1787-1788. Slough—Marriage of Dr. Herschel.
The Catalogue of the second thousand new nebulæ wanted but a few numbers in March to being complete. The observations on the Georgian satellites furnished a paper which was delivered to the Royal Society in May. The 8th of that month being fixed on for my brother’s marriage, it may easily be supposed that I must have been fully employed (besides minding the heavens) to prepare everything as well as I could against the time I was to give up the place of a housekeeper, which was the 8th of May, 1788.
END OF RECOLLECTIONS.
CHAPTER III.
LIFE AFTER HER BROTHER’S MARRIAGE.
With the second volume of “Recollections” all connected narrative and detailed relation of daily events ceases, and for the ten years from 1788 to 1798 there is not even the journal, which, however, was resumed in the latter year. All has been destroyed. An event so important as her brother’s marriage[[12]] is only noticed as fixing the date when the “place of a housekeeper” had to be resigned. Miss Herschel lived from henceforth in lodgings, coming every day for her work, and in all respects continuing the same labours as her brother’s assistant and secretary as before. But it is not to be supposed that a nature so strong and a heart so affectionate should accept the new state of things without much and bitter suffering. To resign the supreme place by her brother’s side which she had filled for sixteen years with such hearty devotion could not be otherwise than painful in any case; but how much more so in this where equal devotion to the same pursuit must have made identity of interest and purpose as complete as it is rare.

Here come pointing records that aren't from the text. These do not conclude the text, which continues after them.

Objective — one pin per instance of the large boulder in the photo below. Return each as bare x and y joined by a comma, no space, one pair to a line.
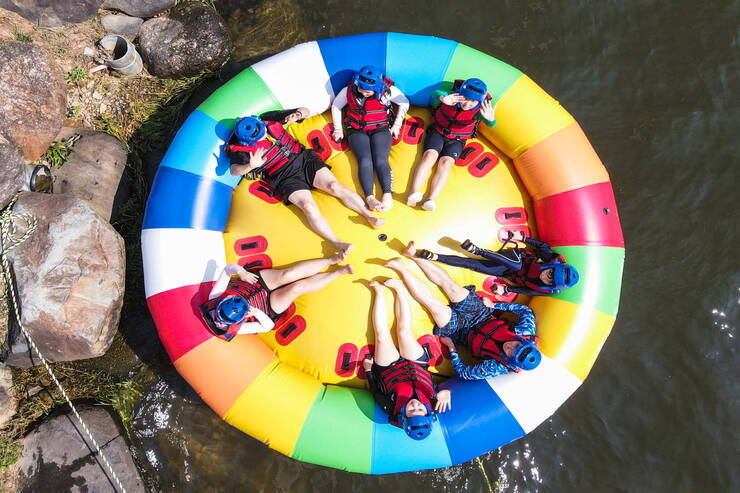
58,456
70,280
45,13
193,38
34,97
139,8
94,170
12,170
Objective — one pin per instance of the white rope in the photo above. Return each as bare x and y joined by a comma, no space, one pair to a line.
8,241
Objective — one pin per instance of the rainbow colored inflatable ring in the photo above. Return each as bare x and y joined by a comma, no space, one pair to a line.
300,388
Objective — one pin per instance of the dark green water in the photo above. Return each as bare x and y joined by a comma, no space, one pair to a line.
655,87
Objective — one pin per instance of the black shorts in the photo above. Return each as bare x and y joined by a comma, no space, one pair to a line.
297,174
444,146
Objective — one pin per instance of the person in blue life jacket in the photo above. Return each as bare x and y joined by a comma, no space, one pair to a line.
261,148
455,120
399,379
251,302
534,271
474,321
371,125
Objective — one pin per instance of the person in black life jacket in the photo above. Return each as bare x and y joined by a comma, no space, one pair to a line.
264,149
535,271
251,302
399,379
371,127
454,121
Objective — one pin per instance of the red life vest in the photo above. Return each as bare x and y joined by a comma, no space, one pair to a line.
255,294
486,340
281,149
529,274
407,380
456,123
367,113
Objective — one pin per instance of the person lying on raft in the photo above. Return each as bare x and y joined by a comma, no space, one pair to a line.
369,99
454,121
534,272
399,381
264,149
251,302
472,320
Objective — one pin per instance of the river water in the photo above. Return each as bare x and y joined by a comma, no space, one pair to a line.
655,87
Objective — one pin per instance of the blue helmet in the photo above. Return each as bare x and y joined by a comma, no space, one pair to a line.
249,130
474,89
527,356
370,78
232,310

One who could both feel and express herself so strongly was not likely to fall into her new place without some outward expression of what it cost her—tradition confirms the assumption—and it is easy to understand how this long significant silence is due to the light of later wisdom and calmer judgment which counselled the destruction of all record of what was likely to be painful to survivors.
Her later letters abundantly show that she had learned to love the gentle sister-in-law whom she so pathetically entreats to hold on with her in their common old age, and the journals of her astronomical researches sufficiently prove that her zeal in “minding the Heavens” knew no abatement. It was at this period also that she made some of her most important discoveries. Before the end of 1797 she had announced the discovery of eight comets, to five of which the priority of her claim over other observers is unquestioned. A packet, in coarse paper, bearing the superscription, “This is what I call the Bills and Receipts of my Comets,” contains some data connected with the discovery of these objects, each folded in a separate paper, and marked “First Comet,” “Second Comet,” &c., &c. Some of the correspondence on the occasion of her first discovery has already been quoted, and in a note she explains that many of the letters from distinguished men which she received had been given to collectors of autographs. The letter to the Astronomer Royal, announcing the discovery of her second comet, has been preserved, with his answer.
1788. Second Comet discovered.
MISS HERSCHEL TO THE REV. DR. MASKELYNE.
Dear Sir,—
Last night, December 21st, at 7h 45ʹ, I discovered a comet, a little more than one degree south—preceding β Lyræ. This morning, between five and six, I saw it again, when it appeared to have moved about a quarter of a degree towards δ of the same constellation. I beg the favour of you to take it under your protection.